Market Sector Update
- I know we sound like a bit of a broken record these days, but the equity markets were able to eke out yet another positive return during the first quarter. Albeit small, this marks the 9th straight quarter of positive returns for the S&P 500 and 24 of the last 28 quarters, dating back to the second quarter of 2009.
- We believe we should stay grounded in the reality that we are likely due for some kind of a correction in this ongoing, multi-year bull market.
- As we embark on the upcoming earnings season, we think expectations have generally moved a bit lower throughout the quarter, which should set us up for some positive surprises, relative to lowered expectations. Playing into this has been the negative impact of weather during the quarter as well as the negative impact to earnings from a significantly stronger dollar.
- Unfortunately, it appears that the dollar could continue to strengthen, which would further dampen the outlook for corporate profits.
- Although first quarter gross domestic product (GDP) data will likely be weaker than most were expecting, we believe that a significant piece of this is tied to the weather and we will see a steady bounce in the second quarter GDP. We expect to begin to see the benefits of lower gas prices work thru the system and lead to a bump in consumer spending.
- The Fund outperformed its S&P 500 Index benchmark during the quarter, before the effects of sales charge.
- We remained fully invested throughout the quarter and had some very strong performers in some of the Fund’s top holdings. Specifically, Apple Inc., our largest holding had another strong quarter and we believe the company is positioned to exceed expectations for the next few quarters as demand for the new iPhone is proving to be its best launch in the company’s history.
- Specialty pharmaceuticals, biotechnology and generic pharmaceuticals have all been strong performers for the Fund over the past 12 months and continued to be strong performers during the quarter. The Fund has been the beneficiary of a renaissance in research and development productivity, sales leverage, ongoing merger and acquisition activity and reasonable valuations. We’ve been fortunate to reap the rewards as the stock prices of Fund holdings have marched higher.
- In general, we feel optimistic that 2015 will be another good year for equities and we are positioning the Fund to try to take advantage of any intermediate sell-offs should come our way.
- With the limited threat of inflation and moderate growth, the Federal Reserve (Fed) should remain accommodative and leave interest rates lower for longer. The Fed is clearly watching and analyzing the data to make sure that any rate hikes are supported by reasonably good economic numbers.
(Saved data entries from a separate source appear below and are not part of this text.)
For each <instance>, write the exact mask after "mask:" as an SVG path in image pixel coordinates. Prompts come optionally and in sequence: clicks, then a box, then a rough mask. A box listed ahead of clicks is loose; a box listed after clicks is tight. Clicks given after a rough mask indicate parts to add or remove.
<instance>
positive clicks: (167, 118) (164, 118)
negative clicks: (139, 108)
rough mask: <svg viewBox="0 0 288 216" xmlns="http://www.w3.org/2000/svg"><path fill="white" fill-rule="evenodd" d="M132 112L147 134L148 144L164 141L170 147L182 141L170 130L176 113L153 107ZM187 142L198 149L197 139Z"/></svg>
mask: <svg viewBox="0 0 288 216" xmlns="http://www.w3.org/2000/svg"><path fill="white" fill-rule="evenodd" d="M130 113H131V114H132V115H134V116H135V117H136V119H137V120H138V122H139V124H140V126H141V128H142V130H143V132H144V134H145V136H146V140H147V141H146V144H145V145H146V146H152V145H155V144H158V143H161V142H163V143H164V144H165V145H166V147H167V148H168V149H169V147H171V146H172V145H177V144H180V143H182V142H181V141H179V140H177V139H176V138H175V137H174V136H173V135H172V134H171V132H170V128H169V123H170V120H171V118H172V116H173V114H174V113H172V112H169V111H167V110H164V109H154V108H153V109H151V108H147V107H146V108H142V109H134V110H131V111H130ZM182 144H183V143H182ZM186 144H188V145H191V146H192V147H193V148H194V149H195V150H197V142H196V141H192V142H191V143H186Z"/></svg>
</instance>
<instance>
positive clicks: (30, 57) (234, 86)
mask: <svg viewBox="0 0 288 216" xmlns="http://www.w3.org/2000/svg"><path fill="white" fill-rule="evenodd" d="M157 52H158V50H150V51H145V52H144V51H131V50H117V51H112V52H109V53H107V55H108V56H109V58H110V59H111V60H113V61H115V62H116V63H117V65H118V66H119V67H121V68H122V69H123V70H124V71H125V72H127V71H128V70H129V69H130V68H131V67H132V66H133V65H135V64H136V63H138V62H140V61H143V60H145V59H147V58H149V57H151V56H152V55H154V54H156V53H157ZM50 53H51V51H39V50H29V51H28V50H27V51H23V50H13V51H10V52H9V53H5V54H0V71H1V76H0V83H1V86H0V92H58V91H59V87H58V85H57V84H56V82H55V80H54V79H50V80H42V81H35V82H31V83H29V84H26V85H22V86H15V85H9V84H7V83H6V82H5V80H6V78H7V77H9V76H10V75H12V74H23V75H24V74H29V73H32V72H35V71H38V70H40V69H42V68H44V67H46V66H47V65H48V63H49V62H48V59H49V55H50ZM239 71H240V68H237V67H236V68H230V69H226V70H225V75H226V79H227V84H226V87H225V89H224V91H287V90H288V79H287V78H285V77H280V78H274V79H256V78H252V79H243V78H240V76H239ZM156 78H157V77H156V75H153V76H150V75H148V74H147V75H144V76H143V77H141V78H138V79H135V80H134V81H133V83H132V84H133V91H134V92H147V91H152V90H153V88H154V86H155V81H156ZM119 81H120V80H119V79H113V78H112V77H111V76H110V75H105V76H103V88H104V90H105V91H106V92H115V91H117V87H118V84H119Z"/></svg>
- Consumer balance sheets continue to improve day-by-day as the job market has clearly gotten better, leverage keeps moving lower, gas prices are down year-on-year and equity markets are providing yet another nice tailwind in the consumer pocketbooks. Thus far, the consumer has been hesitant to spend some of the savings from the lower gas prices, but we suspect they will soon enough.
- Lastly, the equity markets have set new multi-year highs recently and this has garnered a lot of positive headlines. We want to make sure we’re careful to not get too carried away in the hype and be disciplined in our approach to build a portfolio of stocks that we hope will consistently deliver strong results. The last thing we want to do is get caught up in the hype, only to realize it was just that, an overly exuberant stock market in need of a slight correction.
*Apple 5.8% of net assets as of 03/31/2015.
The opinions expressed in this commentary are those of the Fund’s manager and are current through March 31, 2015. The manager’s views are subject to change at any time based on market and other conditions, and no forecasts can be guaranteed. Past performance is no guarantee of future results.
The S&P 500® Index is composed of 500 selected common stocks chosen for market size, liquidity, and industry grouping, among other factors. It is not possible to invest directly in an index.
Risk factors. The value of the Fund’s shares will change, and you could lose money on your investment. An investment in the Fund is not a bank deposit and is not insured or guaranteed by the Federal Deposit Insurance Corporation or any other government agency. These and other risks are more fully described in the Fund’s prospectus.